Alloy No. 3 has an ITZ value of 222 MPa after the A-cycle and a total time of 6 hours. In the case of 5 hours on the B-cycle, the value of ITZ is equal to 231 MPa. In the case of the C-cycle and the total time of 7 hours, the ITZ value is 240 MPa. In the case of the Ό-cycle and 9 hours the ITZ value is 245 MPa. In the case of Etsikla, you can get the value of ITZ up to 250 MPa.

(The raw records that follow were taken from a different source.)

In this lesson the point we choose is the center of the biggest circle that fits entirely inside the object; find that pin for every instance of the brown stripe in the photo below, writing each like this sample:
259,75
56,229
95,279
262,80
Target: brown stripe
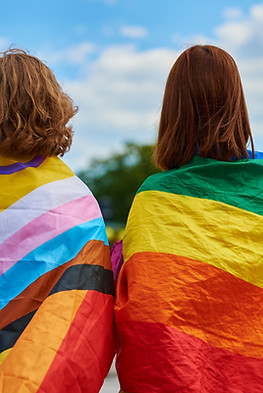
93,253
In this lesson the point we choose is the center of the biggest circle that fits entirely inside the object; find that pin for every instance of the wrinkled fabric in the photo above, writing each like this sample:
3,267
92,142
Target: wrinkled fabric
189,297
56,281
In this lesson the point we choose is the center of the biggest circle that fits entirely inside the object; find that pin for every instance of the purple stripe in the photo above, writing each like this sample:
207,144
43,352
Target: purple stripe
19,166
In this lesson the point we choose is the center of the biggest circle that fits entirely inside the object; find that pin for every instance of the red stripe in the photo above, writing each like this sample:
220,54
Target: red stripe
159,359
85,355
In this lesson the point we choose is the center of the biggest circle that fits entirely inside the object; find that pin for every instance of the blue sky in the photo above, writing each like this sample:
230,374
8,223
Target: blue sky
113,57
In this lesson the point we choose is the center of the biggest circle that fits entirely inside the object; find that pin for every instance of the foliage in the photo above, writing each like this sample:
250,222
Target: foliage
114,181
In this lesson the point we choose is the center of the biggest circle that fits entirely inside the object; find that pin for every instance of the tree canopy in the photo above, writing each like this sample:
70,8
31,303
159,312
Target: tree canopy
115,180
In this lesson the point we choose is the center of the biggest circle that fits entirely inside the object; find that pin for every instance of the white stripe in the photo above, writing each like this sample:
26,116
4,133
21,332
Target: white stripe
39,201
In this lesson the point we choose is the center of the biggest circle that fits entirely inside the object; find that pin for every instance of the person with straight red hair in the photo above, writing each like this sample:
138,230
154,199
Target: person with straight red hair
190,291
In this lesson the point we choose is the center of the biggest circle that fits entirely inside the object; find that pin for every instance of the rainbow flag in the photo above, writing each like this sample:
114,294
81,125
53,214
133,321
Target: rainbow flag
189,298
56,281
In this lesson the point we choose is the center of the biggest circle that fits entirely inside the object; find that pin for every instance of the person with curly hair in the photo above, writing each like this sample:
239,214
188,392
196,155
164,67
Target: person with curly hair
56,281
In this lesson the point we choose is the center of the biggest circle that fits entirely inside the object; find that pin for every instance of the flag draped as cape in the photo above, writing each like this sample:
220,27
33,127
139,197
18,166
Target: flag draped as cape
56,281
189,297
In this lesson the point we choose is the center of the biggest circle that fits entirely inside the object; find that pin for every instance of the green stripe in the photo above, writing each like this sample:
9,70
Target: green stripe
237,183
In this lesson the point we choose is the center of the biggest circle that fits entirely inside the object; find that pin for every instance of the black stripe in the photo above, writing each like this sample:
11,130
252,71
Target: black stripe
10,333
83,277
93,277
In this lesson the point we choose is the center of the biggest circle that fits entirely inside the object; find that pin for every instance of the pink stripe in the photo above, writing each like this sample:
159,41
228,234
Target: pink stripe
45,227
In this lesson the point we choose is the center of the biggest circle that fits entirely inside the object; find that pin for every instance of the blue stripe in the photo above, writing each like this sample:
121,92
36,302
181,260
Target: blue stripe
48,256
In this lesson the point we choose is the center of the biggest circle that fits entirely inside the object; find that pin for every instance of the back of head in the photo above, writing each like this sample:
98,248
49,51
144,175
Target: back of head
34,111
204,110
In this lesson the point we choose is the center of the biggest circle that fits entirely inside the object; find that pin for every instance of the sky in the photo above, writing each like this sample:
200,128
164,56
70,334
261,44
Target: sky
112,57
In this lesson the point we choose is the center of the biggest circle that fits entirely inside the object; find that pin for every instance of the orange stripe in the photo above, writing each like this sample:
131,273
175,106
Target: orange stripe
193,297
93,253
85,356
28,362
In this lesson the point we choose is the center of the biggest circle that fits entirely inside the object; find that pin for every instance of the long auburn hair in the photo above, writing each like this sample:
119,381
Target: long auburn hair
204,110
34,111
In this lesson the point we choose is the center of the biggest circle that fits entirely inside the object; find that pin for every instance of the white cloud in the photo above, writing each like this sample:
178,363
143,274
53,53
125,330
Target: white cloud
75,54
232,12
119,100
120,91
243,39
133,31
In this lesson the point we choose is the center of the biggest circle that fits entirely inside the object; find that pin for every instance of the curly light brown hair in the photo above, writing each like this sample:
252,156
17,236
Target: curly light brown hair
34,111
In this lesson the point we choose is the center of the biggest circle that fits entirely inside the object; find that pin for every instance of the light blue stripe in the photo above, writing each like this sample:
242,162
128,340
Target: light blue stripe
48,256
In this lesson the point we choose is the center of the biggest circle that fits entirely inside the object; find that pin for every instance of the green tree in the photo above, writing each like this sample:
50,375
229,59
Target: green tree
114,181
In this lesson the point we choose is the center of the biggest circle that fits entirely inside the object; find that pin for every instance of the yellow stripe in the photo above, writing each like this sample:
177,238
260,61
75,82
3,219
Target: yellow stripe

The elongation values appear to be almost independent of the aging cycle. At the peak of strength, the elongation to fracture, AB, is approximately 12% despite the fact that the strength limits are higher for cycles of two-rate aging.

Claims (9)

CLAIM 1. Heat-treatable alloy A1Md-δί, obtained using the aging process, carried out after extrusion molding in two stages, while at the first stage the extrusion product is heated to a temperature of 100 to 170 ° C with a speed of at least 100 ° C / h, and in the second stage, the extrusion product is heated to a final holding temperature from 160 to 220 ° C at a speed of from 5 to 50 ° C / h, and the whole aging cycle is carried out over a period of time from 3 to 24 h. 2. The alloy according to claim 1, characterized in that after the first stage of aging, it is kept for 1 to 3 hours at a temperature of 130 to 160 ° C. 3. The alloy according to any one of claims 1 or 2, characterized in that the final aging temperature is a maximum of 165 ° C. 4. The alloy according to any one of paragraphs. 1-3, characterized in that the final aging temperature is a maximum of 205 ° C. 5. Alloy according to any one of paragraphs. 1-4, characterized in that in the second stage of heating, the heating rate is at least 7 ° C / h. 6. The alloy according to any one of claims 1 to 5, characterized in that in the second stage of heating the heating rate is at most 30 ° C / h. 7. The alloy according to any one of paragraphs. 1 -6, characterized in that at the end of the first stage of heating the temperature ranges from 130 to 160 ° C. 8. The alloy according to any one of claims 1 to 7, characterized in that the total aging time is at least 5 hours. 9. The alloy according to any one of claims 1 to 8, characterized in that the total aging time is a maximum of 12 hours.